5. Stage V - Another expressive relative lake level fall ended the deposition of siliciclastic-evaporitic succession in proximal regions. This forced regression exposed the proximal zones, and triggered the karstification processes of evaporite beds. The consequent erosion and reworking of evaporite deposits, and other lithologies, created a new sequence boundary that marks the upper limit of the Ipubi Formation. According to the biostratigraphic record obtained from boreholes across the basin, siliciclastic sedimentation continued within the depocenters, what indicates that the relative lake level was not completely depleted, and a correlative surface probably formed across distal regions.
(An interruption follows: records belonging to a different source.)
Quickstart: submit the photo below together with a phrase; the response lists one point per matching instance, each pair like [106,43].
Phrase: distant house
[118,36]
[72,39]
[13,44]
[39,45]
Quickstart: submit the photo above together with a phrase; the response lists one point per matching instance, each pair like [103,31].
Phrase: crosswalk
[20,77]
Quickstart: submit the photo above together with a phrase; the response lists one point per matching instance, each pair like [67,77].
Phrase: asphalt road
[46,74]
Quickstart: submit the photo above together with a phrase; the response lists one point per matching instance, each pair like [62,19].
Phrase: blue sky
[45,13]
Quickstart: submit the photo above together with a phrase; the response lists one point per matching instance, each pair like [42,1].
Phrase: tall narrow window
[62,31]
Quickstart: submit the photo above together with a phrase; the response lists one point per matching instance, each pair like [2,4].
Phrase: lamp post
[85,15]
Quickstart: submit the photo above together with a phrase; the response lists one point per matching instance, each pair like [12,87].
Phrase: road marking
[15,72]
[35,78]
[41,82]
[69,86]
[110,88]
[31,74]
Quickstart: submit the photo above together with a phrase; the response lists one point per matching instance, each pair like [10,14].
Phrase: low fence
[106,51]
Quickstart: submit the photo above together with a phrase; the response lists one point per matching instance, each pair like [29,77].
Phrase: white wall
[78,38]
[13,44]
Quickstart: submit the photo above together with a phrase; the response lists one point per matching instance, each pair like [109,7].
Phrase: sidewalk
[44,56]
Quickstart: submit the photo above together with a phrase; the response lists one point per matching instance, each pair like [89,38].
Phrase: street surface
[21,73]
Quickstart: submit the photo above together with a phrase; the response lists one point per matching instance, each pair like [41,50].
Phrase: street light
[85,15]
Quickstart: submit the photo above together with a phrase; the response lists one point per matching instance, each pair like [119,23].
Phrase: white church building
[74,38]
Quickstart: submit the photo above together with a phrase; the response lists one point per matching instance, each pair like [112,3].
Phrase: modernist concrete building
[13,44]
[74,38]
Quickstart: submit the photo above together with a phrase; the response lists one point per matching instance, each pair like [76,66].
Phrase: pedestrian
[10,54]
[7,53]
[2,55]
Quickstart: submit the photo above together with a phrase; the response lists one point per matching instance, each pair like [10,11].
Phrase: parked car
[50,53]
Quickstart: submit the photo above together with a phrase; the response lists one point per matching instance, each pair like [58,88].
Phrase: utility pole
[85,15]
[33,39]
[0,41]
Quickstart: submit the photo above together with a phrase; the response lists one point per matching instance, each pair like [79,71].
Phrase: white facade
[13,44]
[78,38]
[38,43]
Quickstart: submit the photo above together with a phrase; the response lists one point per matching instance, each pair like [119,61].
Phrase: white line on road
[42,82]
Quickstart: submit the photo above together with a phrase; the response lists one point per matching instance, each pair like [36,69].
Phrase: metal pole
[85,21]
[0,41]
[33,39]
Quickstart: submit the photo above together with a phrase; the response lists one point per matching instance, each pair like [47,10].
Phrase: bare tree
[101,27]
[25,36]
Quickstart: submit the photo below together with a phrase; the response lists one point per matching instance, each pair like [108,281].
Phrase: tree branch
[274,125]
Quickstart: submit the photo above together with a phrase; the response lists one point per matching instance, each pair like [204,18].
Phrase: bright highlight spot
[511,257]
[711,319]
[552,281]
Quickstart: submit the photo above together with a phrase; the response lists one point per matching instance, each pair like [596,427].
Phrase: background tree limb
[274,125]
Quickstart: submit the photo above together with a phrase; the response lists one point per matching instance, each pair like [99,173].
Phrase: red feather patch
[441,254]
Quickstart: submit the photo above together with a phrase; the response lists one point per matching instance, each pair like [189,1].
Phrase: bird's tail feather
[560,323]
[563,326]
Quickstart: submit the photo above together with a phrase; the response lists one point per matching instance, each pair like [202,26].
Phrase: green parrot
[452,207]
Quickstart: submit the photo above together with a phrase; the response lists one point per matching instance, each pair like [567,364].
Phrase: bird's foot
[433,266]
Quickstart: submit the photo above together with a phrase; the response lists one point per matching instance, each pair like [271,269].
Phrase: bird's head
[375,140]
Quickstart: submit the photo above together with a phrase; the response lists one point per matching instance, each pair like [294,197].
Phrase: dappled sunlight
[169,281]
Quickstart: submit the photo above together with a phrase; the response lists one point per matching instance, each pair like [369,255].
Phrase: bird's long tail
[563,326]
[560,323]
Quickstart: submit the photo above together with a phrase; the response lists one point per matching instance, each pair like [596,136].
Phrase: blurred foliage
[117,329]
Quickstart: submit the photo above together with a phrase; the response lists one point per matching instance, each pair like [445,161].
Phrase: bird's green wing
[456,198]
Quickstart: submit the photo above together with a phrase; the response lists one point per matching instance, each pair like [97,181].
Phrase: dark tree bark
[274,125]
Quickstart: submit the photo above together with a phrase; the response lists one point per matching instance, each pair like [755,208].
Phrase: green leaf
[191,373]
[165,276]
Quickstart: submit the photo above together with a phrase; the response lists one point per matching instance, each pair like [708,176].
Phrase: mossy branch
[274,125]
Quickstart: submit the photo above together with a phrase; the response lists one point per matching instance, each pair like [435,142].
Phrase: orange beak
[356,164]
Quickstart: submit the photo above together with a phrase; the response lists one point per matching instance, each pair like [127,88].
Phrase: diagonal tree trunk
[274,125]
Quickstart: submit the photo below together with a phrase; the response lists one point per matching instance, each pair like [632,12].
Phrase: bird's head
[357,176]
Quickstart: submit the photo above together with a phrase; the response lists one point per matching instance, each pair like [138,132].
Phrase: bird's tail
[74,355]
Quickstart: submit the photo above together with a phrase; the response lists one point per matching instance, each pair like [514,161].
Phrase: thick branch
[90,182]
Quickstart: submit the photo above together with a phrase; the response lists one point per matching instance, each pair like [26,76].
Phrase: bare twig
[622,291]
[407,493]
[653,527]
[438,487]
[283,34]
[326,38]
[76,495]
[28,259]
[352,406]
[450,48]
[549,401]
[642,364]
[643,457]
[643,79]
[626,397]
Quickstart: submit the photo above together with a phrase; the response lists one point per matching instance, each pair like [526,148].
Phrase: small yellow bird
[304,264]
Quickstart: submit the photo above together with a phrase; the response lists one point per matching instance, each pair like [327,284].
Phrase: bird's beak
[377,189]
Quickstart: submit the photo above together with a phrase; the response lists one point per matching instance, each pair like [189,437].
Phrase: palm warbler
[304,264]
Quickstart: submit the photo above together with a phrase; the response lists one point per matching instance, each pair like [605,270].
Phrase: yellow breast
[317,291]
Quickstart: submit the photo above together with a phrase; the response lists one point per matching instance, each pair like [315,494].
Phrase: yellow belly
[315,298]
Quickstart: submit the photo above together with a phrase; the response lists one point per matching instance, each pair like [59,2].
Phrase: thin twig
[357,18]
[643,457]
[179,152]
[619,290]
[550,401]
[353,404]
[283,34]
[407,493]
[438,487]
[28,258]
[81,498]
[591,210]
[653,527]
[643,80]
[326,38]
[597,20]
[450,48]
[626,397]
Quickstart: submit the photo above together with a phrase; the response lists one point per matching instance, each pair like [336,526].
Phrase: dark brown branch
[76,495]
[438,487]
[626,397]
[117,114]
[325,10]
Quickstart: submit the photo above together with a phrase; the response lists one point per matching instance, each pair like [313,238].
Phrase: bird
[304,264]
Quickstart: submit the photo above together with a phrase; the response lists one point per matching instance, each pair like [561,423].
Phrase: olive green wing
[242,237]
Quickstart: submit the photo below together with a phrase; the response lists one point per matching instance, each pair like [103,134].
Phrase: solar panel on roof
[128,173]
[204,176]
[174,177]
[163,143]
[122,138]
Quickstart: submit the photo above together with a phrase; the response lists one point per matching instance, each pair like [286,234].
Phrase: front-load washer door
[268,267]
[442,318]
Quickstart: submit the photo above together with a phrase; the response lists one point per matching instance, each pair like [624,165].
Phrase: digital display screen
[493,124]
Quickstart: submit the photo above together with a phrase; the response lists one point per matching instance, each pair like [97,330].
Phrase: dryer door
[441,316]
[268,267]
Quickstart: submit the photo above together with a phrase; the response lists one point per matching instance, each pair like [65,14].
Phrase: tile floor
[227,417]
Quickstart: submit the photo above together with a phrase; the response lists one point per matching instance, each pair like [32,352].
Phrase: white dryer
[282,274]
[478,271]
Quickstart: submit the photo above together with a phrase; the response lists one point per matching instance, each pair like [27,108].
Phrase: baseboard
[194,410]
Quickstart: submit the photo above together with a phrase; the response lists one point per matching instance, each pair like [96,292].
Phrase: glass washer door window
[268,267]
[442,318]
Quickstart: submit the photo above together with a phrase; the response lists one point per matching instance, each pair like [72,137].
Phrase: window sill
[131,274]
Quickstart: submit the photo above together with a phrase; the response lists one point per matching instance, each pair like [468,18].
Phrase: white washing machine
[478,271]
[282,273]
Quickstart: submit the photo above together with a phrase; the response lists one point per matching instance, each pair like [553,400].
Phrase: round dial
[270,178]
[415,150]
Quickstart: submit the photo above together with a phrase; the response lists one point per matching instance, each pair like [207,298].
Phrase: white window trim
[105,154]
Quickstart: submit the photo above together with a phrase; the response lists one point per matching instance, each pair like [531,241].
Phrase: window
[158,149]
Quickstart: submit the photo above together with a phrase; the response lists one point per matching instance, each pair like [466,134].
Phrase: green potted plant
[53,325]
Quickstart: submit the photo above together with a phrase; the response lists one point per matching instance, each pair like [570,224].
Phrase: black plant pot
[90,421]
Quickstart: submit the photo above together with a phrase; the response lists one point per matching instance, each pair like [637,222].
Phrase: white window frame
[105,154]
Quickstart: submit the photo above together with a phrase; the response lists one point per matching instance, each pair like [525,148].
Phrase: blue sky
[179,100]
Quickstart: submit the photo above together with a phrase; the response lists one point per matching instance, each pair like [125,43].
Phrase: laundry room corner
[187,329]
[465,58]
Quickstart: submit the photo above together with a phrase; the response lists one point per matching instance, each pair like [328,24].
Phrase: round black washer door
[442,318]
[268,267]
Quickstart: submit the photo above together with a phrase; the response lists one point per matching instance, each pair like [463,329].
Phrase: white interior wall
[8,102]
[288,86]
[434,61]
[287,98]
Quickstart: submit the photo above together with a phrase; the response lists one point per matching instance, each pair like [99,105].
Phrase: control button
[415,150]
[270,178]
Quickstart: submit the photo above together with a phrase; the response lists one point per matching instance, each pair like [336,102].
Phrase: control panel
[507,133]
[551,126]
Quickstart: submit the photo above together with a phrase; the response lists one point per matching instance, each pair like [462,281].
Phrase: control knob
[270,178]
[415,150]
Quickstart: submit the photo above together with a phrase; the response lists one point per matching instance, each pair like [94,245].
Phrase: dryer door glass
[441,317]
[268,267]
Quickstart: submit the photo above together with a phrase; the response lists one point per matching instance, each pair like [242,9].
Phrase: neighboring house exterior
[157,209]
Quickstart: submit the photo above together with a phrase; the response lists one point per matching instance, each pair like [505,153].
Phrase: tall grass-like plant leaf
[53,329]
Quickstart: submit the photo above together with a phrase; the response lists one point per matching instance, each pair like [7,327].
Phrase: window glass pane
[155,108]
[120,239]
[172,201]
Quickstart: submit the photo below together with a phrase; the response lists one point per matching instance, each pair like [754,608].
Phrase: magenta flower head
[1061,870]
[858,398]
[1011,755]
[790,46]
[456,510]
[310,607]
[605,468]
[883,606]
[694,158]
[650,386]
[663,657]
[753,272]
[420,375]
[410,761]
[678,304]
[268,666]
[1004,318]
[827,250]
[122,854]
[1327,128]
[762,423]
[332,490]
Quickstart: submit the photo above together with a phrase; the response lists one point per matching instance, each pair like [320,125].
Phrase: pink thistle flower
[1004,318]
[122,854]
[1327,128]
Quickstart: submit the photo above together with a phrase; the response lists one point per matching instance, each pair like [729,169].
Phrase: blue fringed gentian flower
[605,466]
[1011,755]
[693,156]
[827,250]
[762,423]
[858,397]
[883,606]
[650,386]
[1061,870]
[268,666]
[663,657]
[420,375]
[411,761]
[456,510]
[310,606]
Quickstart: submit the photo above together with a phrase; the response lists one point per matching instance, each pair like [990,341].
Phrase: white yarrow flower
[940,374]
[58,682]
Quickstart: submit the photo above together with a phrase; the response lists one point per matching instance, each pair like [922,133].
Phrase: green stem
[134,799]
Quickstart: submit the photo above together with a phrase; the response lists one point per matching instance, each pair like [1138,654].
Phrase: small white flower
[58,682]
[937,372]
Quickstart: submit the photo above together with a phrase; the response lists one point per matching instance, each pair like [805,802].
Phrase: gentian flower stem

The karstification processes of the evaporite layers, created a ruiniform relief featuring escarpments, depressions and sinkholes.
6. Stage VI - A new transgressive event triggered by a new relative lake level rise created the depositional sequence that comprises the Romualdo Formation that overlies the Ipubi Formation. The marine influence on this transgression, that established a seaway in the interior of Northeast Brazil, is well documented by abundant occurrence of marine fossils (sharks and rays). This new transgression, that followed the erosion of evaporite beds, caused a renewed syndepositional karstification of these deposits. The new inundation caused syn-depositional variations in accommodation space due to the increase in dissolution and collapse of the upper evaporite bodies, as well as the syn-depositional deformation of the strata of the Romualdo Formation.

== Fossil content ==

While the underlying Crato and overlying Romualdo Formations are particularly rich in fossils, comprising flora, fish, arthropods, insects, snakes, turtles, dinosaurs and pterosaurs, the Ipubi Formation contains little fossil material. Fossils of a Pelomedusoides turtle were found in the formation. The material, archived as CPCA 3560, consists of crushed fragments of the skull, a partial lower jaw and the carapace. The fossil was described in 2011 by Ribeiro Oliveira et al., who were unable to definitively assign the specimen to a specific genus. The same specimen was mentioned by Fielding et al. in 2005 and reported as Araripemys.. An Theropoda femur is known, The plant Brachyphyllum, An indeterminate Shrimp Caridea.

The formation contains the following fossils:

Fish: Notelops, Cladocyclus, Rhacolepis, Tharrhias, Dastilbe, Santanichthys, Placidichtys, Santanasalmo.